1. **No inputs for `scaledown_window`**: Container idle for 5 minutes
2. **Over-provisioned**: More containers than needed for current load
3. **Down to `min_containers`**: Won't go below minimum

### Scaling Example

**Scenario**: 50 concurrent requests arrive

| State | Containers | Requests/Container | Action |
|-------|------------|-------------------|--------|
| Initial | 1 | 0 | Receive traffic |
| T+0ms | 1 | 16 (max) | Queue 34, spin up more |
| T+1s | 2 | 16, 8 | Still scaling |
| T+3s | 4 | 16, 16, 16, 2 | Stable |
| T+5min idle | 1 | 0 | Scale down |

---

## Cold Start Analysis

### Cold Start Breakdown (measured: ~52 seconds)

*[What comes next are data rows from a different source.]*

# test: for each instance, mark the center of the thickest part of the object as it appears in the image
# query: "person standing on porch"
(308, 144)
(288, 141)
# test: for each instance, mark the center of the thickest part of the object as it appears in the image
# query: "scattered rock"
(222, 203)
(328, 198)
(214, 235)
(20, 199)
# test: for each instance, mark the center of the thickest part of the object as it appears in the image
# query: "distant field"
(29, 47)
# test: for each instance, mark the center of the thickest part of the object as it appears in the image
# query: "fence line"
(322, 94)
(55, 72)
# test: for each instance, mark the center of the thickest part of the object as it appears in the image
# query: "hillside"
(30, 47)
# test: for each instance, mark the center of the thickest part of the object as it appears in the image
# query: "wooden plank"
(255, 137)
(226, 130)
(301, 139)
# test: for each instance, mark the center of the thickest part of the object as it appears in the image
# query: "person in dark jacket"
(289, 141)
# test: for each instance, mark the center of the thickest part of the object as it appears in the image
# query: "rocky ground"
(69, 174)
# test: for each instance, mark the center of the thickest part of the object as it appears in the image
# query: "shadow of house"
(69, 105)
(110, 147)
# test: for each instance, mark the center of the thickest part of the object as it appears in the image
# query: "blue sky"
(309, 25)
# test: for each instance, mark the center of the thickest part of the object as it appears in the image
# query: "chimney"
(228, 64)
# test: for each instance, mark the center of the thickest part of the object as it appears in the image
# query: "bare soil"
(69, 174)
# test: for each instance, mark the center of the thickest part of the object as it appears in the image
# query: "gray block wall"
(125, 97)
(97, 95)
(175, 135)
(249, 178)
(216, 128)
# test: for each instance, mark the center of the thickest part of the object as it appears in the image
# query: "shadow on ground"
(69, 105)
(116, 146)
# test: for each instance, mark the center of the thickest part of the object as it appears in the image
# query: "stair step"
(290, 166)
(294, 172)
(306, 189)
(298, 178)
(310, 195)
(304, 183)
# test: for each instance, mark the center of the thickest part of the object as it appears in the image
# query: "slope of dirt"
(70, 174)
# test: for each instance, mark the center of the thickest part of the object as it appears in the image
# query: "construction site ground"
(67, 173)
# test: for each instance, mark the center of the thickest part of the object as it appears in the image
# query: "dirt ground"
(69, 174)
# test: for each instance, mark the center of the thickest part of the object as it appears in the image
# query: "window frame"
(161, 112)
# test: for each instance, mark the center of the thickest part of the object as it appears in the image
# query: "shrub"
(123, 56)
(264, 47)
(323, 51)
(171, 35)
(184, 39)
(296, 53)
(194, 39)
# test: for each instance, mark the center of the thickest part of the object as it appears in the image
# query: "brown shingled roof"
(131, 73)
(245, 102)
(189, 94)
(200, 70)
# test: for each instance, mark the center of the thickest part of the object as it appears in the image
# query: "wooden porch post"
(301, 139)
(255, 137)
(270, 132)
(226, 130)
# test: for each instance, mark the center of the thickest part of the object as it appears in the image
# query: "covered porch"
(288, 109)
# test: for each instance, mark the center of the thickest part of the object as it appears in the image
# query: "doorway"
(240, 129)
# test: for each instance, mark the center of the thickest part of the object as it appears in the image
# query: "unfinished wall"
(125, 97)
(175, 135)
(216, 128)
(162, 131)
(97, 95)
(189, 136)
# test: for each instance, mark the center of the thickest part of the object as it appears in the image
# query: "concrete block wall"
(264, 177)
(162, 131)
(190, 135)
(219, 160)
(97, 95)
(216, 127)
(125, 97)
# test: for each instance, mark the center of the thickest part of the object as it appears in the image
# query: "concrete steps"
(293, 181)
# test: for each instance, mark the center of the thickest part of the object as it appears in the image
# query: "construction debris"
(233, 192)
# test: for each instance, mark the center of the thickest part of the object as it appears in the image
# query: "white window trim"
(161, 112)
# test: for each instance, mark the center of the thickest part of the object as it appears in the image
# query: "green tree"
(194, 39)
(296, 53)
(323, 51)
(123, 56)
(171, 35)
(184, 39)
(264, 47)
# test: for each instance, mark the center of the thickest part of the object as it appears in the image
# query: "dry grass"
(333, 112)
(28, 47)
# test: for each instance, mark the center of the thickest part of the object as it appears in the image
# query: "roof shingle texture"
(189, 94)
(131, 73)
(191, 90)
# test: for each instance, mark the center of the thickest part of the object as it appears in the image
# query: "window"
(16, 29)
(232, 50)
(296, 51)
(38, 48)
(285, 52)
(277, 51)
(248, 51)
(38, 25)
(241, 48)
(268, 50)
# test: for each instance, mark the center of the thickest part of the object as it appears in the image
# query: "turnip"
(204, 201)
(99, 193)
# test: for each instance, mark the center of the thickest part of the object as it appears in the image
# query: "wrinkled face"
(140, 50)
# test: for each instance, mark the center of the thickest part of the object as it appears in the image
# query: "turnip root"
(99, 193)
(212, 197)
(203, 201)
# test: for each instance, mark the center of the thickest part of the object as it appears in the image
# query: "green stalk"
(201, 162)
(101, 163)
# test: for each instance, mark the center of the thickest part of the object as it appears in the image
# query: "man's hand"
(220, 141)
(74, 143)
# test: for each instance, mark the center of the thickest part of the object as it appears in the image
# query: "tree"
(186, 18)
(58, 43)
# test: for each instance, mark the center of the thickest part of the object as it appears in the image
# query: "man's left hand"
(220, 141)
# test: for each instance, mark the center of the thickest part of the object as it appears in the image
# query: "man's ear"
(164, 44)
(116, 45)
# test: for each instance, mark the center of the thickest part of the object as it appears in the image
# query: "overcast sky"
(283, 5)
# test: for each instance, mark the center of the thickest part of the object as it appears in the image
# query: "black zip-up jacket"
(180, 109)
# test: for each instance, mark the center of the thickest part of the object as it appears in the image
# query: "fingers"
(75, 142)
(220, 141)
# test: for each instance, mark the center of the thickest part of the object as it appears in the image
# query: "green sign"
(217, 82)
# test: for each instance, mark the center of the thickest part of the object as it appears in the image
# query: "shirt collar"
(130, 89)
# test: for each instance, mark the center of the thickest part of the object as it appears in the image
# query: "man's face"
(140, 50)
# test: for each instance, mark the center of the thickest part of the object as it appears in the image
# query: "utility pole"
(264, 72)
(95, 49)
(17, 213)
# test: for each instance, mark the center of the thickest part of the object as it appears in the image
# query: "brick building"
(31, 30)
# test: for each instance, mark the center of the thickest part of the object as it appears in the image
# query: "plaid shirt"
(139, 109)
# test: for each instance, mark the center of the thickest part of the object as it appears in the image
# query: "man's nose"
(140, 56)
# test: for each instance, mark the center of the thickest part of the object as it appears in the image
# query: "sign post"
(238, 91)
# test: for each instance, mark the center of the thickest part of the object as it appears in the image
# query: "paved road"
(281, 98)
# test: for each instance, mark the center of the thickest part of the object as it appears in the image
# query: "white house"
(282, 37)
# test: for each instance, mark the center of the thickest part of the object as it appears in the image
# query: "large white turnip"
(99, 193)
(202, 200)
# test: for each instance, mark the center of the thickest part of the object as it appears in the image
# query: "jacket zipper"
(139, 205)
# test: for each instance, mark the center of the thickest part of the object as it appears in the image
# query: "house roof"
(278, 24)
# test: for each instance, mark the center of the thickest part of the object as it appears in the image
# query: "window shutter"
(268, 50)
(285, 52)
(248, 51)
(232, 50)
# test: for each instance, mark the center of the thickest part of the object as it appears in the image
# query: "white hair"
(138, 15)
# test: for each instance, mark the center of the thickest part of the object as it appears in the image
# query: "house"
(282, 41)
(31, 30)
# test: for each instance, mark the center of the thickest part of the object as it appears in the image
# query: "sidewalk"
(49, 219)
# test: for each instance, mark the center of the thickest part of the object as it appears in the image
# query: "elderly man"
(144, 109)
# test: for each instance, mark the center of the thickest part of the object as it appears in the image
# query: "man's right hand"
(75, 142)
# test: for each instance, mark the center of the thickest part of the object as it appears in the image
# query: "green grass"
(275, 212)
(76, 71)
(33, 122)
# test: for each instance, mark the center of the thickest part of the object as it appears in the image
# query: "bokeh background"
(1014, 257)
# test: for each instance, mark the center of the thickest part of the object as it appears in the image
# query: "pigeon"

| Phase | Time | Description |
|-------|------|-------------|
| Container boot | ~1s | Modal's fast container startup |
| Python imports | ~3s | torch, vllm, transformers |
| vLLM engine init | ~15s | Load model weights, compile |
| BiCodec init | ~8s | Load audio tokenizer |
| SR model init | ~5s | Load super-resolution model |
| Warmup | ~5s | First inference to warm GPU |
| **Total** | **~52s** | First request only |

### Memory Snapshots (Enabled)

With `enable_memory_snapshot=True`:
- **First deployment**: Full cold start (~52s)
- **Subsequent cold starts**: ~15-20s (snapshot restore)
- **Savings**: ~60% reduction in cold start time

### Cold Start Mitigation Strategies

1. **`min_containers=1`**: Eliminates cold starts entirely (costs ~$1.70/hr)
2. **`buffer_containers=1`**: Ensures warm container during active use
3. **Memory snapshots**: Already enabled, reduces cold start by ~60%
4. **GPU snapshots (alpha)**: Could further reduce, but experimental

---

## Cost Analysis

### Per-Container Costs (L40S)

| Usage Pattern | Containers | Monthly Cost (Est.) |
|---------------|------------|---------------------|
| Scale to zero, occasional use | 0 (idle) | ~$50-100 |
| 1 always warm | 1 | ~$1,250 |
| Production (min=1, buffer=1) | 1-2 | ~$1,500-2,500 |
| High load (avg 3 containers) | 2-4 | ~$2,500-5,000 |

### Cost per Request

At 20 RPS with 100% utilization:
- **Requests per hour**: 72,000
- **GPU cost per hour**: ~$1.70
- **Cost per 1000 requests**: ~$0.024 (~2.4 cents)

---

## Recommendations

### For Development/Testing

```python
min_containers=0       # Save costs
buffer_containers=0    # Accept cold starts
scaledown_window=120   # Faster scale-down
max_inputs=8           # Conservative
target_inputs=4        # Low queueing
```

### For Production (Cost-Optimized)

```python
min_containers=0       # Scale to zero
buffer_containers=1    # 1 warm during use
scaledown_window=300   # 5 min idle
max_inputs=16          # Handle bursts
target_inputs=8        # Balance latency
```

### For Production (Latency-Optimized)

```python
min_containers=1       # Always 1 warm
buffer_containers=2    # Extra capacity
scaledown_window=600   # 10 min idle
max_inputs=12          # Lower for latency
target_inputs=6        # More containers
```

---

## Monitoring

### Key Metrics to Track

1. **Request latency** (p50, p95, p99)
2. **TTFB** (time to first byte)
3. **Container count** (active, buffer, idle)
4. **Queue depth** (pending inputs)
5. **Error rate** (should be 0%)
6. **Cold start frequency**

### Alerting Thresholds

| Metric | Warning | Critical |
|--------|---------|----------|
| p95 latency | > 3s | > 5s |
| Error rate | > 0.1% | > 1% |
| Queue depth | > 50 | > 100 |
| Cold starts/hour | > 5 | > 10 |

---

## Appendix: Test Script

The full stress test script is located at:
```
veena3modal/tests/modal_live/test_scaling_analysis.py
```

Run it with:
```bash
export MODAL_ENDPOINT_URL="https://mayaresearch--veena3-tts-ttsservice-serve.modal.run"
python veena3modal/tests/modal_live/test_scaling_analysis.py
```

Results are saved to `/tmp/scaling_analysis_<timestamp>.json`

---

## Conclusion

The Veena3 TTS service on Modal L40S demonstrates excellent scaling characteristics:

1. **Single container handles 20+ RPS** with 100% success rate
2. **vLLM continuous batching** works efficiently for concurrent requests
3. **L40S is the right GPU choice** - cost-effective with sufficient VRAM
4. **Increase `max_inputs` to 16** and `target_inputs` to 8 for optimal performance
5. **Memory snapshots** reduce cold start time by ~60%

The recommended configuration balances cost and performance for typical production workloads.